In a visit to Athens, Chinese leader assures Greek hosts of Beijing’s ‘support’ in decades-old dispute over sculptures.

A tourist takes pictures as she stands in front of the ancient Parthenon temple on the Acropolis hill, in Athens on Tuesday, June 24, 2014. The Association of Greek Tourism Enterprises (SETE) increased its estimate for international tourist arrivals in 2014 to 19 million from 18.5 million last year [File: AP Photo/Petros Giannakouris]

Chinese President Xi Jinping has offered his support to Greece‘s efforts for the return of the 2,500-year-old Parthenon Marbles from the United Kingdomweighing in on a long-standing dispute between the two European countries.

Xi made the comments on Tuesday while touring the Acropolis Museum in Athens alongside his Greek counterpart, Prokopis Pavlopoulos.

Greece opened the museum at the foot of the Acropolis hill 10 years ago, hoping it will one day house the sculptures that are currently on display at the British Museum in London. The site in the centre of the Greek capital exhibits originals alongside plaster casts of the carvings shown in the UK.

“Imagine this place with the marbles, and [then] imagine how the marbles are at this moment in the British Museum, which is holding them illegally and against every sense of culture,” Pavlopoulos told Xi, appealing to the Chinese president for support.
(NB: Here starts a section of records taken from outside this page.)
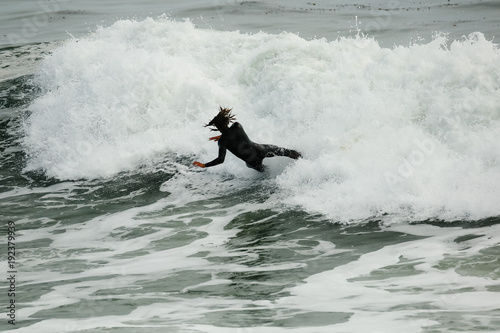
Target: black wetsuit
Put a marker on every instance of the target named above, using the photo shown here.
(237, 142)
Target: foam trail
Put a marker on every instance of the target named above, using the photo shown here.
(410, 131)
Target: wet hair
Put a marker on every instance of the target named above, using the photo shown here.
(222, 119)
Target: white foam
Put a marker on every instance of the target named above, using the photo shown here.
(410, 131)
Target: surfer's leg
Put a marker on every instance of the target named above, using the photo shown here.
(259, 167)
(272, 150)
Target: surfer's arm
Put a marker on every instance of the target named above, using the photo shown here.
(220, 159)
(215, 138)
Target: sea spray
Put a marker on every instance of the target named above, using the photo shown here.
(409, 132)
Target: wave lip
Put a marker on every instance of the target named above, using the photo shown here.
(410, 131)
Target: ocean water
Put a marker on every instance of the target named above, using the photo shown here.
(390, 222)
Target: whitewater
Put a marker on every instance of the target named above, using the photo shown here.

“I totally agree with you,” replied Xi, who was on a three-day state visit to Greece. “Not only will you have my support, we should work together,” he added.

“I assure you of our support because we also have many Chinese cultural works outside our country that we are trying to recover.”

Visitors look at the temple of the Parthenon from inside the new Acropolis museum in Athens
Visitors look at the temple of the Parthenon from inside the Acropolis museum in Athens [File: Yiorgos Karahalis/Reuters]

The marbles, which include depictions of battles between mythical ancient Greeks and centaurs, were taken by British diplomat Lord Elgin in the early 19th century.

The UK has always refused to return the carvings, often still known as the Elgin Marbles, arguing that they were taken from the Acropolis with the permission of local Ottoman rulers at the time. The British Museum says: “The sculptures are part of everyone’s shared heritage and transcend cultural boundaries.”

Greek campaign

Greece has been campaigning for more than 30 years for their return, arguing that the Ottoman empire was an occupying force and any permission granted during its time is not valid.

“I think that these sculptures, which form part of an international cultural heritage, these belong to themselves, they belong to the Parthenon, and the Parthenon is here,” Dimitris Pantermalis, president of the board of the Parthenon Museum, previously told Al Jazeera.

“Ιf you ask people what they prefer, to have these marbles together or divided, it is very difficult to justify wanting them divided.”

In April, Pavlopoulos called on the UK to free the Parthenon Marbles from the “murky prison” of its national museum.

Prime Minister Kyriakos Mitsotakis, elected in July, made an official request for the loan of the marbles for the 200th-anniversary celebrations of Greek independence in 2021.

The British Museum has said it would examine any request from Greece to borrow exhibits.